Yang pasti, saya baru tahu hanya PANTAU yang memberi harga layak untuk sebuah artikel reportase, dengan menghargai Rp 400 per kata.

Salam kenal juga...

Anonymous said...

ampun!
tabah ya mas. iya, saya yakin, ada jalan yang lain yang terbuka. saya cenderung setuju dengan omongan "Oryza ga seharusnya kerja di tempat itu" sebagai sebuah pujian. ayo, pasti ada tempat lain yang lebih layak. semangat yak! salam buat anak dan istrinya, mas.

kartun united said...

riz ini aku jujuk, wah sepertinya lagi susah ya... , moga2 cepet dapat job baru aja deh..

Anonymous said...

SABAR. INSYA ALLOH ADA HIKMAH DIBALIK ITU SEMUA.Memang di bumi (Indonesia )ini, untuk mencapai sesuatunya nurani harus mingir. Kalau bisa WAL-WAL GEDUWAL, KODOK, ULO, LANGSUNG DIUNTAL.Nggak penting orang lain, sing penting awak dewe happy.
Sabar Orys.Salam untuk isrimu yang tabah, salam untuk semua keluarga besarmu.SABAAAAR !

Anonymous said...

Tenang Pak De

Anonymous said...

Yang sabar ya Riz, Saya yakin pasti Allah SWT akan mendengarkan dan mengabulkan permohonan hambanya yang teraniaya, Amin.Mudah2an Allah akan memberikan tempat mencari rizki yang halal , barokah dan bermanfaat dunia dan akhirat.Amin

Anonymous said...

bung, jangan tersinggung yach. kemarin saya transfer sedikit rejeki buat beli satu/ dua kotak susu buat anak sampeyan. jangan ditolak ya.

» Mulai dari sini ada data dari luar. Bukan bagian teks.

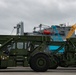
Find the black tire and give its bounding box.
[49,55,59,69]
[30,53,50,72]
[0,67,7,69]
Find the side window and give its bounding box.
[17,42,23,49]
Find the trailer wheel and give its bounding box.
[30,53,50,72]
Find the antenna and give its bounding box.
[14,22,24,35]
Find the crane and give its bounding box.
[66,23,76,39]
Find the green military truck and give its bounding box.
[0,22,76,72]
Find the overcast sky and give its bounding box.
[0,0,76,34]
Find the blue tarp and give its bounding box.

semoga sampeyan segera dibukakn pintu rejeki yang lain

salam hangat

Oryza Ardyansyah Wirawan said...

Bung Igen Arya, saya terkejut membaca surat Anda. Terima kasih atas bantuannya. Saya rasanya sama sekali belum mengenal Anda, tapi isi surat anda membuat seolah-olah kita tak ubahnya sahabat lama yang tak saling jumpa.

Apapun, Bung, terima kasih. Setelah saya beranjak sembuh, saya akan kembali meneruskan perjuangan saya.

Horizon Budaya said...

Za...nasib ente hampir sama dengan ane. Aku juga sudah ditekan terus untuk mengundurkan diri dengan alasan yang tidak jelas dan gak profesional. feelingku mungkin karena aku terlalu idealis. Tapi ane melawan, aku gak mau mengundurkan diri, lebih baik aku dipecat dengan alasan tidak cocok dengan pimpinan daripada mengundurkan diri dengan alasan tidak jelas. Kalo dipecat lumayankan dapat pesangon 4 bulan gaji...

Sigit Budhi Setiawan said...

Piye yo mas...masku...masku. aku ora ison omong. Institusi HAM atau NGO yang sok advokasi hak apapunlah saja banyak yang pakai outsourcing dan tidak adil pada pekerjanya...
Kita disini pernah menghadapi kondisi absurd dan hopeless ini. Jadi semua artinya persis kata Saut Sitompul di puisinya: Semua itu taik!

kapolnyo said...

mas sampeyan di tulis nang kompasiana, iki linknge.. http://public.kompasiana.com/2009/05/01/kawan-yakinlah-tulisan-akan-menghidupimu/

Mas Sip Channel said...

cerita yang sampean buat sangat menyentuh dan menggugahkan hati saya mas.... dan cerita ini nyaris sama dengan saya...sewaktu istri saya akan melahirkan? saya di keluarkan dari media, lalu saya melamar di media Mxxx... dan skrng saya juga di keluarkan tanpa alasan yang jelas. padahal? satu minggu sebelum saya di keluarkan saya mendpt iklan 1 halaman warna dari salah satu toko swalayan di daerah Probolinggo. tapi setelah saya melununasi iklan itu, nama saya sudah di hapus dalam bok, saya tlp ke biro tidak diangkat...... saya berusaha mencari pemecatan sata ke biro.... sspulang dari kantor biro kecelakaan...... hingga detik ini saya masih belum tahu apa alasan pemecatan saya.